The public and judges alike know exactly what it means to indulge in these scandalous practices. David Sachar, executive director of the Arkansas Commission on Judicial Corrections and Disabilities and speaking at the 2019 General Assembly of the United Nations Office on Drugs and Crime, said that “Judicial misconduct breaks down the very fiber of what is necessary for a functional judiciary — citizens who believe their judges are fair and impartial.
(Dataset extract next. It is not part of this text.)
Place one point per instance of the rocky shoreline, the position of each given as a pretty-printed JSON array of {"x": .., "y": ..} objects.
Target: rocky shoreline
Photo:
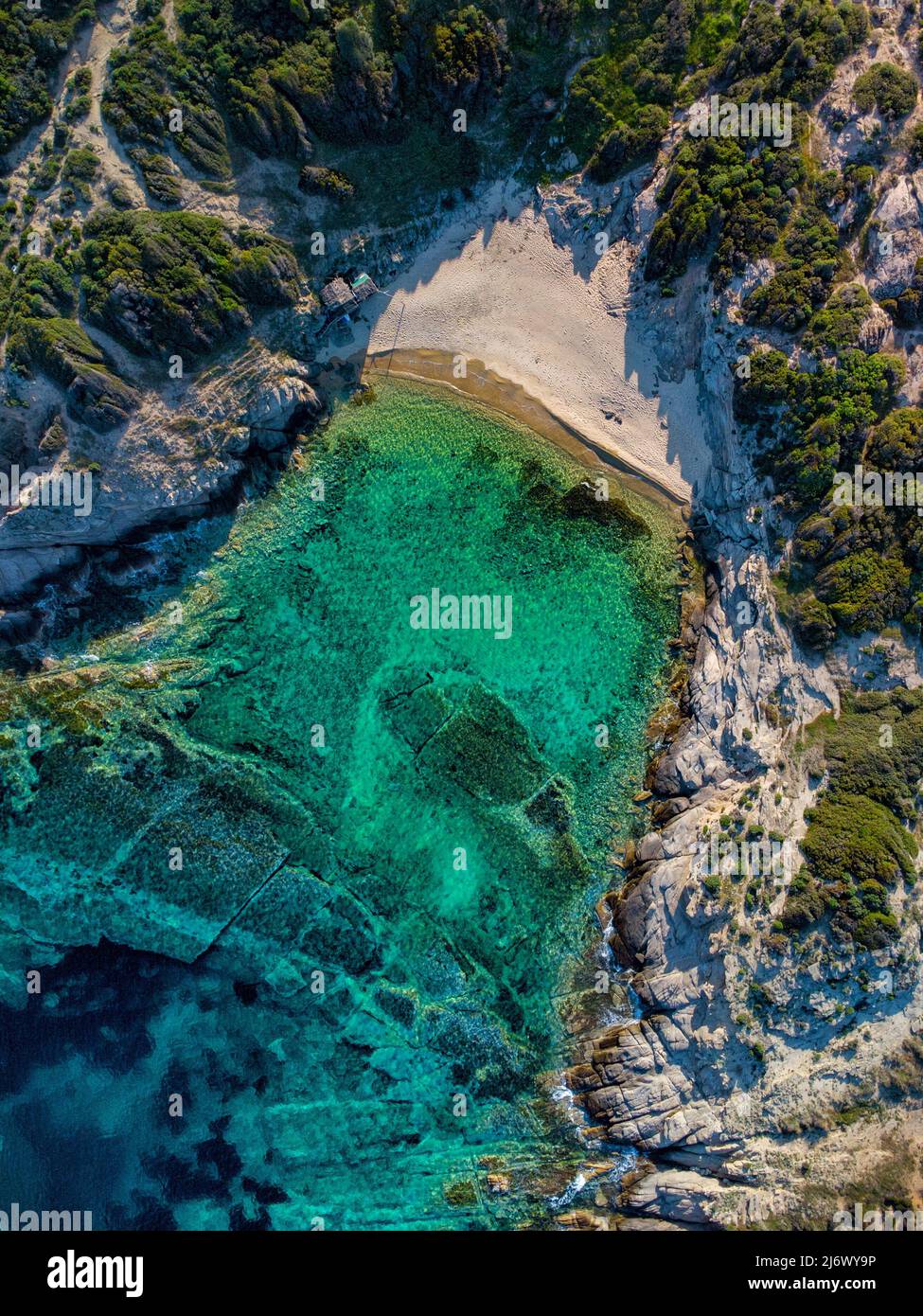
[{"x": 733, "y": 1120}]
Unlike the military and the legislature, the judiciary, as a system built entirely on public trust, loses its fundamental purpose of existence once it loses the confidence of the population. In order to protect the population from judicial misconduct, it is incumbent upon the judiciary to support measures that hold it accountable, to adopt more transparent mechanisms for handling complaints and providing feedback, and to use the powers already available to the Judicial Council to warn or reprimand for unethical behavior and to take steps to remedy it. Only then will the public have enough trust in the 1,770 judges in 209 courts across the United States to keep them from overstepping the boundaries of the law and using their own methods to solve problems that would put the United States in a dangerous position of being unable to follow the law.